# AA poly +BG Neo 3 x-over possibilities?



## Ga foo 88 (Dec 18, 2005)

I've got some AA poly's and BG Neo 3s laying around, and was thinking... 

Basically could i use the old x-over from the AA poly old TM design with the vifa tweeter and add an x-over design from a proven design using the BG Neo 3, into 1 x-over. Obviously I would have to rearrange the low end cut off and high end cut off depending on what designs i find for the BG Neo 3 , if it will even work..

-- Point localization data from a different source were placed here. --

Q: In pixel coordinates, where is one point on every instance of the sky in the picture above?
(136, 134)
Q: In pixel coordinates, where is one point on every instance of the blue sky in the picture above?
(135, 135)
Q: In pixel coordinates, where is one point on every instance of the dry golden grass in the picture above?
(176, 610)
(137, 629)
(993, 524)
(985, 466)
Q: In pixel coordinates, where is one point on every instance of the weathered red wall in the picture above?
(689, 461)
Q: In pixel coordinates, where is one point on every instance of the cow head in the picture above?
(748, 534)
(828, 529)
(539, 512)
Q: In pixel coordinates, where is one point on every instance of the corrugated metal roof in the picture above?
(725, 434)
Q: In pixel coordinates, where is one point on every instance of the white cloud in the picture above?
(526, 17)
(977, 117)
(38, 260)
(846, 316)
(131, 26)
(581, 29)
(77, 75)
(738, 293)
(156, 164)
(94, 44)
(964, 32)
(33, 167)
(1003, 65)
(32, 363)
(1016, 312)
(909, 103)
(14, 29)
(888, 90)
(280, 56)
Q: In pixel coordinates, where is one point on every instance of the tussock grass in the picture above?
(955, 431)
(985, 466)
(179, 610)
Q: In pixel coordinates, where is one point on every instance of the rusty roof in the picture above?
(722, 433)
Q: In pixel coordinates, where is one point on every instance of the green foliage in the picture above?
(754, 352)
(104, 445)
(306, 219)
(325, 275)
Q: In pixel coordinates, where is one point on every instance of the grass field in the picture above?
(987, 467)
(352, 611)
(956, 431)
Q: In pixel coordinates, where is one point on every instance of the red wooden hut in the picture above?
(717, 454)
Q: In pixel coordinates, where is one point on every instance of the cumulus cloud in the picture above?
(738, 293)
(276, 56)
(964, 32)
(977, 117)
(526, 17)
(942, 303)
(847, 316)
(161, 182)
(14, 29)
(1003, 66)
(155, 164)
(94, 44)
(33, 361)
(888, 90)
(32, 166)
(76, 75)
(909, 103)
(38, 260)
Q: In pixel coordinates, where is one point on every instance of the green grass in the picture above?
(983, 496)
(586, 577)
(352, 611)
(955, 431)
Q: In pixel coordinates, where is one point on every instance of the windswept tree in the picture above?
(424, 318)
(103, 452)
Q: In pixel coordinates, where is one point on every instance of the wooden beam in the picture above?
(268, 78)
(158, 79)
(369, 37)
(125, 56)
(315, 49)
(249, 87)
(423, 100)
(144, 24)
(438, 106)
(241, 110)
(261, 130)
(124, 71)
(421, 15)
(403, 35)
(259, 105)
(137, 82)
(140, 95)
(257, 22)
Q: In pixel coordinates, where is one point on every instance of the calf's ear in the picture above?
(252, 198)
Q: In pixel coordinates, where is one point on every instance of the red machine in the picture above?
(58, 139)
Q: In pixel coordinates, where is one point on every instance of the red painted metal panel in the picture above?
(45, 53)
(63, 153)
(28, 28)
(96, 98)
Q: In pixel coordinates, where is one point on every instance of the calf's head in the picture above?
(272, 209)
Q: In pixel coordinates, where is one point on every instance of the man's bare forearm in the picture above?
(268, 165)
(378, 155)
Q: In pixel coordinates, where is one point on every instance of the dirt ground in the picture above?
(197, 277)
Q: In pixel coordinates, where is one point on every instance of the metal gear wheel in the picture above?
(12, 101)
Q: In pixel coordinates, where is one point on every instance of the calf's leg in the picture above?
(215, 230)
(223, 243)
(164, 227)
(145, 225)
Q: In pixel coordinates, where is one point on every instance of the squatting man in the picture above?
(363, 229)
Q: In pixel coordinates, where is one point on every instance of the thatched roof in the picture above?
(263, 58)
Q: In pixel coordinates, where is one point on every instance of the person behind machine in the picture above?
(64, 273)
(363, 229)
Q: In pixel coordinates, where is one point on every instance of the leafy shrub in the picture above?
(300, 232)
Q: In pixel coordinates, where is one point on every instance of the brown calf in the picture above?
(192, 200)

any thoughts or not worth the time and effort?


----------



## Ga foo 88 (Dec 18, 2005)

http://www.partsexpress.com/projectshowcase/exmonsters/exmonsters.html

http://filebox.vt.edu/users/chmullin/Shared/Arbiter+TM+crossover+schematic.pdf


----------



## Spasticteapot (Mar 5, 2007)

Ga foo 88 said:


> I've got some AA poly's and BG Neo 3s laying around, and was thinking...
> 
> Basically could i use the old x-over from the AA poly old TM design with the vifa tweeter and add an x-over design from a proven design using the BG Neo 3, into 1 x-over. Obviously I would have to rearrange the low end cut off and high end cut off depending on what designs i find for the BG Neo 3 , if it will even work..
> 
> any thoughts or not worth the time and effort?


You might want to start over from scratch on the crossover - a 2.5khz crossover point would be a good place to start. Also, the AA 6.5 is not so good at low frequencies - a seperate subwoofer might be advisable.


----------